New medical evidence is usually communicated first to health providers and researchers before the public. It is usually written with professionals in mind, rather than the public, making it difficult for most of us to understand. Most evidence is published in academic journals, which are not easily accessible. These barriers further influence our trust in medical evidence, as there is a lack of information about how evidence that informs health advice is found. Too often we are just presented with a fact or statistic about the medicine without being told how or where this information comes from. This creates uncertainty and again affects our trust in the information that is presented to us.
Use of medical evidence in practice
Most of us receive medical advice or evidence when we visit a health provider. Yet why is it that two-thirds of people would rather trust friends or family than medical evidence and healthcare professionals? There are several factors at play. First, psychology tells us that we are more likely to value the opinions of those we perceive as similar to ourselves. This effect is also found in doctor-patient relationships – patients who share the same ethnicity as their general practitioner are more satisfied with their doctor.

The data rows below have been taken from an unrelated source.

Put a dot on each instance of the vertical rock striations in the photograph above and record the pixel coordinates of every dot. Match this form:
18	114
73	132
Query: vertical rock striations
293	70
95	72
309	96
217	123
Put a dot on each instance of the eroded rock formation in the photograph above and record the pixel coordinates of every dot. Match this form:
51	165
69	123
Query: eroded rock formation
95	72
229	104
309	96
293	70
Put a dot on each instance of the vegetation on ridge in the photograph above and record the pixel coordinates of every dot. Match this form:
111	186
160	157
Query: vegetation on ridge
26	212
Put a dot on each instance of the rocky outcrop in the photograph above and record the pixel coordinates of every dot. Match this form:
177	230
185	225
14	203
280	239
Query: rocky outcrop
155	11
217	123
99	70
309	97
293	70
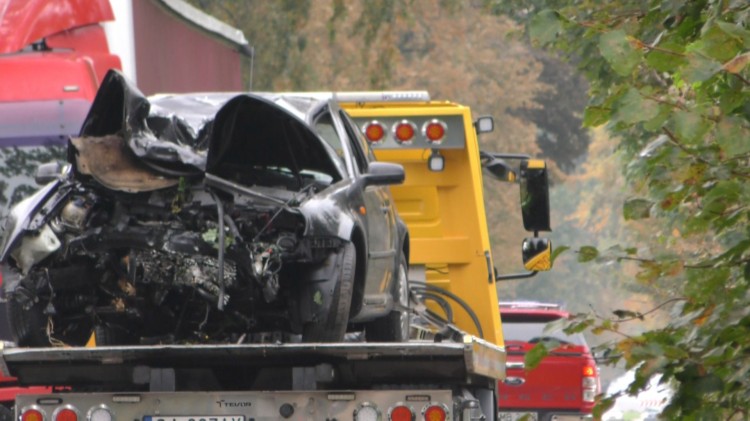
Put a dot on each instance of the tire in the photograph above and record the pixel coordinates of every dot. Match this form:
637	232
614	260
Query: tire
108	335
332	327
6	414
395	326
27	326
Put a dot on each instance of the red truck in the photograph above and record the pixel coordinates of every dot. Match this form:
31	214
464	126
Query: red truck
564	385
53	56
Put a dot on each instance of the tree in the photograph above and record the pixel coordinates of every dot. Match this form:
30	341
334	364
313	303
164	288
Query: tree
670	80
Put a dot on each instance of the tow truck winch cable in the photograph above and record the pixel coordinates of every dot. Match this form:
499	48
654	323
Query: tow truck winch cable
422	287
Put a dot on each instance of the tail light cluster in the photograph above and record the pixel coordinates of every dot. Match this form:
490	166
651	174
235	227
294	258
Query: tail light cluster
66	413
405	132
590	383
432	411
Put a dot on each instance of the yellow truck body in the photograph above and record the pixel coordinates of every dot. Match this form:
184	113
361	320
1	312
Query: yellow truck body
444	210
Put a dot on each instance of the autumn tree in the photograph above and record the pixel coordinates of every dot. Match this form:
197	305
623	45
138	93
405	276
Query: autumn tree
670	80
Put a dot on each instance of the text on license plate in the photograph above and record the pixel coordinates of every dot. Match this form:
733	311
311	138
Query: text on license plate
194	418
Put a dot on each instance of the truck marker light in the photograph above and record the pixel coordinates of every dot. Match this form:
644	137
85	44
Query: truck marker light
341	396
401	413
126	398
32	414
434	130
434	412
66	413
99	413
367	412
436	161
589	371
404	132
374	132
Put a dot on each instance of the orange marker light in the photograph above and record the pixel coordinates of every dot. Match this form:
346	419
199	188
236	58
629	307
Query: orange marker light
434	131
401	413
32	415
404	132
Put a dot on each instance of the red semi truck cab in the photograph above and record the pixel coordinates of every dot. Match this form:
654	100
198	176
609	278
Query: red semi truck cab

Secondly, the way we get information from our friends or families is likely to be in the form of stories told based on their experiences. A review found that narrative information influenced decision-making more than statistically based information.

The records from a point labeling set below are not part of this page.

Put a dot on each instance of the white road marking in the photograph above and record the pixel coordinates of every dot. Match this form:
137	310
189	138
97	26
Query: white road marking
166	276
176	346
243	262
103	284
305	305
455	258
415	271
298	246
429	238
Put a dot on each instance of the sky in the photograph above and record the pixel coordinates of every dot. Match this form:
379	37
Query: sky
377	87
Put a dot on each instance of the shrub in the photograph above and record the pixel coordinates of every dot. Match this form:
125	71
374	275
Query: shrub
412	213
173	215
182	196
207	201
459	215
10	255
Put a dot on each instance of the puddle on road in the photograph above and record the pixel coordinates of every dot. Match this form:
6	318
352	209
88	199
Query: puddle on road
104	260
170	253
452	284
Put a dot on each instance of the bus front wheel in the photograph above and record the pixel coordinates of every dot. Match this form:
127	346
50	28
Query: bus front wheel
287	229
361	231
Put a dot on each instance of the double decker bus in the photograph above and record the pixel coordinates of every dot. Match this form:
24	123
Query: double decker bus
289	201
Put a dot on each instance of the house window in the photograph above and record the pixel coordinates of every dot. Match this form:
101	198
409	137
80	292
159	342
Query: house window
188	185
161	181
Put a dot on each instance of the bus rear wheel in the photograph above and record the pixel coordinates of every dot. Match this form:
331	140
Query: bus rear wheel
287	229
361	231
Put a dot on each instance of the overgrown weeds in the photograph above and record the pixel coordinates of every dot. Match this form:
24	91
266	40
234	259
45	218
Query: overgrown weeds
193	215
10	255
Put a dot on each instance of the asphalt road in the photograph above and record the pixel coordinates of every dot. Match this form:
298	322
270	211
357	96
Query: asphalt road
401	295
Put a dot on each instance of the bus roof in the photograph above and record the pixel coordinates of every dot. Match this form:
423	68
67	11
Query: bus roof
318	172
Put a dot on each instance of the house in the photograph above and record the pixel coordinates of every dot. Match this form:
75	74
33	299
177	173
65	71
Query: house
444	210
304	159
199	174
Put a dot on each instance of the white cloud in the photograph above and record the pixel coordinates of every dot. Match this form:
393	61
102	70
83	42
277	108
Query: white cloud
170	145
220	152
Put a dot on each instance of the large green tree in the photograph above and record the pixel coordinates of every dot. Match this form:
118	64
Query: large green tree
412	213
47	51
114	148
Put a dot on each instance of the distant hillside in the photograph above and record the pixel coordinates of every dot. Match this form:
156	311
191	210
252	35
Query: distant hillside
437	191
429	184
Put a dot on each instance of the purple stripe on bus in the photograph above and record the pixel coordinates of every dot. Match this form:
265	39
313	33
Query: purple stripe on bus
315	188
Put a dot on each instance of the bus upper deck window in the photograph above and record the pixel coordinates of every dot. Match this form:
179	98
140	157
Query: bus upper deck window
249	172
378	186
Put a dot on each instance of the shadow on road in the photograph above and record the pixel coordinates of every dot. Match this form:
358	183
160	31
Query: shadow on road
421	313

Lastly, the information we currently get through patient information leaflets has been described as ‘impenetrable’ and ‘unreadable’ to the layperson. This difficulty with understanding medical information further adds to lack of trust in healthcare providers and medical evidence.
So, what about vaccines?
First off, we need to consider people’s values and preferences when it comes to health information. For vaccines, there are many features such as effectiveness, duration of protection and side effects which can influence whether people wish to take a vaccine or not. One way to explore and analyse public preferences for various vaccine features, and what trade-offs they are willing to make between different features, is the use of a ‘discrete choice experiment’, otherwise known as a DCE. DCEs have long been established as a valid method of exploring preferences and have been used widely in economics and marketing.
This is what we will be doing with our vaccine survey.
The findings will reveal what New Zealanders want to know about vaccines and what they want in an ‘ideal’ vaccine. The results will help inform policy makers, health professionals and vaccine developers on what to communicate and prioritise, and what vaccine features to consider first when developing and introducing future vaccines to the public.
Similar studies have already been done overseas in the UK, Europe, Asia, US and Australia, on preferences for vaccines such as the flu, chickenpox and meningitis. The findings have been used to inform health promotion initiatives and vaccine campaigns to make sure information the public wants is out there and easily available.
Our survey will provide the same for New Zealanders.